Kabul, teknoloji artık hepimiz için olmazsa olmaz bir araç. Kullansak bir, kullanmasak başka bir sorun yaşıyoruz. Peki ebeveynler olarak çocuklarımızı ekran bağımlılığından koruyabilmenin bir yolu var mı?
Elbette var!
Bu konuda bir şey yapmak isteyen ebeveynler çocuklarından önce kendilerine bakmalı. Yaptığı hangi şeylerin çocuğu için yanlış örnek olduğunun farkına varmalı ve bunları cesur bir şekilde ortaya koyabilmeli. Ebeveynler hem kendileri, hem de çocuklarının iyiliği için ekran önünde geçirdiği zamandan feragat etmeli. Ebeveynler, etrafımızı saran bu sanal dünyadan öncelikle kendini korumalı. Ekransız da hayatın keyifli olduğunu önce kendisi hatırlamalı sonra da bunu çocuğuna göstermeli. Örneğin, çocukla birlikte okuma saatleri yapmak, hatta bazen aynı kitabı okuyup üzerine konuşmak güzel bir etkinlik olabilir. Spora, sanata, sokak oyunlarına ve birlikte oynanacak kutu oyunlarına yönelebilirler.

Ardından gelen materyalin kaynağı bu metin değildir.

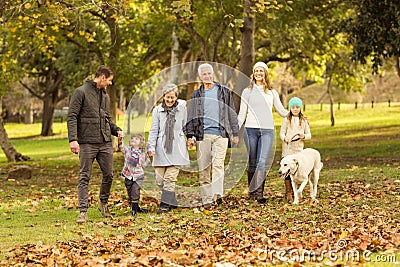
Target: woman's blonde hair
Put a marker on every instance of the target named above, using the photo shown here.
(142, 144)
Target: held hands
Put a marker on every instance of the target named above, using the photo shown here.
(235, 140)
(191, 143)
(74, 146)
(120, 135)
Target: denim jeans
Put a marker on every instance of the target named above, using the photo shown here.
(103, 153)
(259, 145)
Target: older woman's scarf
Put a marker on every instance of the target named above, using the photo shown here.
(169, 125)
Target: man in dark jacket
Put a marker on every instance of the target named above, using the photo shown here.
(212, 119)
(89, 132)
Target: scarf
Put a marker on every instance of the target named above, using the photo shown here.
(169, 125)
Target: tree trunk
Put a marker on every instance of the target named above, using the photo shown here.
(328, 91)
(174, 56)
(48, 112)
(8, 149)
(247, 49)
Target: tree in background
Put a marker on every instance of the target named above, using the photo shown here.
(374, 32)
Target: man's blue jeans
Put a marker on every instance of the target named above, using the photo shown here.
(259, 145)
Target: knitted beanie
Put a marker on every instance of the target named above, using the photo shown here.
(295, 102)
(170, 87)
(260, 64)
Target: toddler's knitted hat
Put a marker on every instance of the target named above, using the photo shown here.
(295, 102)
(260, 64)
(170, 87)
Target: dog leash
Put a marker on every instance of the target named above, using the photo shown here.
(294, 138)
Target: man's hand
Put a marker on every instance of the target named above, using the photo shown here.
(74, 146)
(191, 143)
(235, 140)
(120, 135)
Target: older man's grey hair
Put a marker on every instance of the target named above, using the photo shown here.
(205, 66)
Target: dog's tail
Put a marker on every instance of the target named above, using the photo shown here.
(320, 165)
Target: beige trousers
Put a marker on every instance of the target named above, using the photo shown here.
(211, 153)
(166, 177)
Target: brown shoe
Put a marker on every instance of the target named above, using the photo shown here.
(82, 218)
(103, 208)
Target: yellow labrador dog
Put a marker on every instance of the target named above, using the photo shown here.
(299, 166)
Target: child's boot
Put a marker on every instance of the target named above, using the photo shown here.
(289, 195)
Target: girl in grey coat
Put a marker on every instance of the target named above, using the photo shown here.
(168, 145)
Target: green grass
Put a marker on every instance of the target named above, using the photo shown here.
(358, 201)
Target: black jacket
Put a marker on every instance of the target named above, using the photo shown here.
(227, 114)
(89, 118)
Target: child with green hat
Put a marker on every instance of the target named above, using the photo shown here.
(294, 130)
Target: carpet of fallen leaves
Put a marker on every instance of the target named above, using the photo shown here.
(351, 217)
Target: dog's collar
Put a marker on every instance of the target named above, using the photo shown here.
(297, 164)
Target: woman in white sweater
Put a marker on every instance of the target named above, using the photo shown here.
(255, 113)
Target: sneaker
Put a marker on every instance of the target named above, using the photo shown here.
(103, 208)
(82, 218)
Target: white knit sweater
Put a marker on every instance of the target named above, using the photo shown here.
(256, 108)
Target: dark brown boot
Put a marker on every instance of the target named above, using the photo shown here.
(260, 182)
(252, 194)
(289, 195)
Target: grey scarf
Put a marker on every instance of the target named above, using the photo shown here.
(169, 126)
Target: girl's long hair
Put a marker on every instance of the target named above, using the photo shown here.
(266, 82)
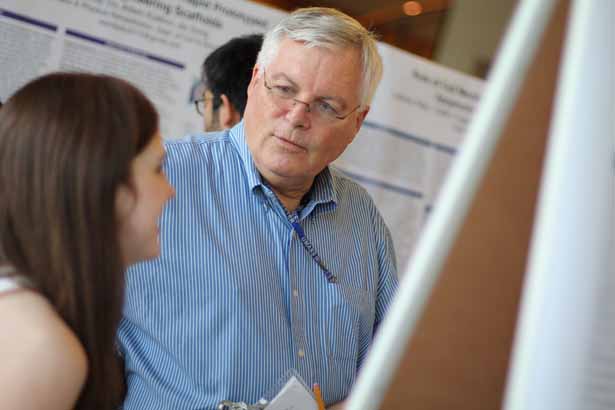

Eve gelir gelmez, rahat bir koltuğa oturup, cep telefonunu prize takan ev halkı, artık buna bir son verip birbirinin gözünün içine bakmalı. Çocuğun ilgi alanlarından haberdar olmalı. Çocuğunun en sevdiği arkadaşlarını, en sevdiği oyunları, onu ekrana kilitleyen içerikleri, örneğin film karakterini bilmeli. Bilmeli ki,
Yoğun ve yorucu bir günün ardından birbirleriyle ilgilenecek vakit ve istekleri olmasa bile birliktelikten keyif almanın yollarını bulabilmeli. Bunu, aile ilişkilerinde geleceğe yapılan bir yatırım olarak görmeli.
Haydi, hep beraber kaldıralım ekrandan başımızı! Birbirimize çevirelim yüzümüzü! Yarın pişman olmamak için, dolu dolu, doyasıya yaşayalım bugünümüzü!